Under Regulatory Notice 11-39, “Firms may not establish a link to any third-party site that the firm knows or has reason to know contains false or misleading content. A firm should not include a link on its website if there are any red flags that indicate the linked site contains false or misleading content.”

Regulatory Notice 17-18 explicitly extended that analysis to social media sites, noting that “By sharing or linking to specific content, the firm has adopted the content and would be responsible for ensuring that, when read in context with the statements in the originating post, the content complies with the same standards as communications created by, or on behalf of, the firm.”

Archives, then, must include not just a firm’s social media posts, but also all of the comments and reactions that form the “facts and circumstances” surrounding those posts. Likewise, firms must retain records of both the pages that it explicitly authors as well as any pages that its own pages link to.

Supervising Communications: The Need for Navigable Archives

Recordkeeping may be at the heart of compliance, but it doesn’t do any good for firms to merely create records and then ignore them until they’re subject to a regulatory investigation. Rather, firms need archives that work—that are reviewable, navigable, and functional—so that they can use them to monitor and supervise ongoing communications. Why?

Regulatory Notice 10-06 requires that “Firms must adopt policies and procedures reasonably designed to ensure that their associated persons who participate in social media sites for business purposes are appropriately supervised, have the necessary training and background to engage in such activities, and do not present undue risks to investors.”

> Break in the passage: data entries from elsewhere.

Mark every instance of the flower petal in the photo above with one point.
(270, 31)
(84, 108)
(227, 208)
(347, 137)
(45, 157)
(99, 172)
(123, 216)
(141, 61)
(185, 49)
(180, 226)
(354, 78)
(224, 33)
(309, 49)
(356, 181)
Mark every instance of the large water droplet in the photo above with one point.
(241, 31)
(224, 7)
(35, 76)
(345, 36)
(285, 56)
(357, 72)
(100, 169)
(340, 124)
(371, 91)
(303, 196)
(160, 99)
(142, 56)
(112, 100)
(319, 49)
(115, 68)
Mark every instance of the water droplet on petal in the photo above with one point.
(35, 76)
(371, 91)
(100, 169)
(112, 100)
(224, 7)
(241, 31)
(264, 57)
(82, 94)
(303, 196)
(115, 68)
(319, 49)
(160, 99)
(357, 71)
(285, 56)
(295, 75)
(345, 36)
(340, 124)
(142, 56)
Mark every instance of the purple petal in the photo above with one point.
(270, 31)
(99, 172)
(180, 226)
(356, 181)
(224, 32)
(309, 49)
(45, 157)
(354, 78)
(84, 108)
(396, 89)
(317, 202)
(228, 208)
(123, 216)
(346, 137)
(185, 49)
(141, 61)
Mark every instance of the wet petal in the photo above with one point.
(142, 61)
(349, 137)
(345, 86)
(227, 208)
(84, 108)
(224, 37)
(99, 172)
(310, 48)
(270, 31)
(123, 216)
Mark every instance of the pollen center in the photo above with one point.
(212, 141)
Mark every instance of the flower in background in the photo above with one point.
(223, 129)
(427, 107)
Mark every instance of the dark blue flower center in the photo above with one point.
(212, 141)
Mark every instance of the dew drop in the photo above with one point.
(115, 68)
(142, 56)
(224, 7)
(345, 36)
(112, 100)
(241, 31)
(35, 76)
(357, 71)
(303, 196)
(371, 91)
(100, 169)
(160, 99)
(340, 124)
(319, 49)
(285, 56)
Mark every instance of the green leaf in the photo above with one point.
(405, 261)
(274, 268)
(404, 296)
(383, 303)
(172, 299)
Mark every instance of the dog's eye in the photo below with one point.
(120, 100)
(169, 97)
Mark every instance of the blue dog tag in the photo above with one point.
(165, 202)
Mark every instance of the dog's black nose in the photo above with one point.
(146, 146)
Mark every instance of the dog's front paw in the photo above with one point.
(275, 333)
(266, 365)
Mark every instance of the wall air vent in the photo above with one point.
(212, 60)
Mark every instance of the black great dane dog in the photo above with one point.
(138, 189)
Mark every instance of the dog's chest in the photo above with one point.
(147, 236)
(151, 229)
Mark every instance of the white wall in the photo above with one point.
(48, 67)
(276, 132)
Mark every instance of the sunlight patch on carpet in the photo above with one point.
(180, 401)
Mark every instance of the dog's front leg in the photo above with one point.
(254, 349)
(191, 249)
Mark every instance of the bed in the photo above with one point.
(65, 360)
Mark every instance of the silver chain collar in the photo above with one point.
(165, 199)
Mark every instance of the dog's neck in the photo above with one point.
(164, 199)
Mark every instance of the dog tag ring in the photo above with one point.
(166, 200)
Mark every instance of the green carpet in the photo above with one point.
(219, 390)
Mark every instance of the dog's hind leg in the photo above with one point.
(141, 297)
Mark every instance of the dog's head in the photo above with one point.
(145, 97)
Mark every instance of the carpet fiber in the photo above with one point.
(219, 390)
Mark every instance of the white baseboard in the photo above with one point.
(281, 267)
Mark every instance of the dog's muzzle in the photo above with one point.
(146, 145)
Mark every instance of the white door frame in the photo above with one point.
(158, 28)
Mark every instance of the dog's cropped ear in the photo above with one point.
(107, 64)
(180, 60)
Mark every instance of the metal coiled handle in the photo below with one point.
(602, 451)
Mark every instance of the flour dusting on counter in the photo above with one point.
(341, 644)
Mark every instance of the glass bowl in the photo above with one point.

Regulatory Notice 11-39 clarified that “FINRA considers unscripted participation in an interactive electronic forum to come within the definition of ‘public appearance’ under NASD Rule 2210.” While these communications do not require pre-approval, firms must supervise their personnel “to ensure that interactive electronic communications do not violate FINRA or SEC rules, including the content requirements of NASD Rule 2210, such as the prohibition on misleading statements or claims and the requirement that communications be fair and balanced.”

Many failures of supervision are minor...until they're not. Recently, one firm was fined $300,000 for failing to reasonably supervise an associated person who conspired with a third party—who turned out to be a con man—to defraud a customer. The firm didn’t just inadequately supervise the associated person, either. It “failed to reasonably investigate” her conduct, did not “respond to ‘red flags’” regarding her actions, and did not “appropriately escalate” communications. The end result? Millions of the customer’s dollars were misappropriated. This is why firms must have the ability to review their online communications, identify those that may warrant concern, and follow up where needed. And some associated persons require even more than the standard level of supervision.

Regulatory Notice 18-15 requires that associated persons with “a history of past misconduct” should be subject to “heightened supervision.” Compliance requires that firms have the means to identify associated persons requiring that heightened supervision, as well as a method to confirm that they have reviewed their communications and provided the appropriate supervision.

We’re curious to see how FINRA's rules and regulations evolve with the new, emerging technology being used by the organizations it governs. It’s easy enough to review emails, but emails aren't the only way to exchange information online anymore, and supervising those other types of online communications requires a bit more technical expertise. Rather than wading through stacks of screenshots or PDF files, you need functional archives that allow you to navigate in real time, click through links, and explore social media content.

To put it simply, adequate supervision demands archives with integrity.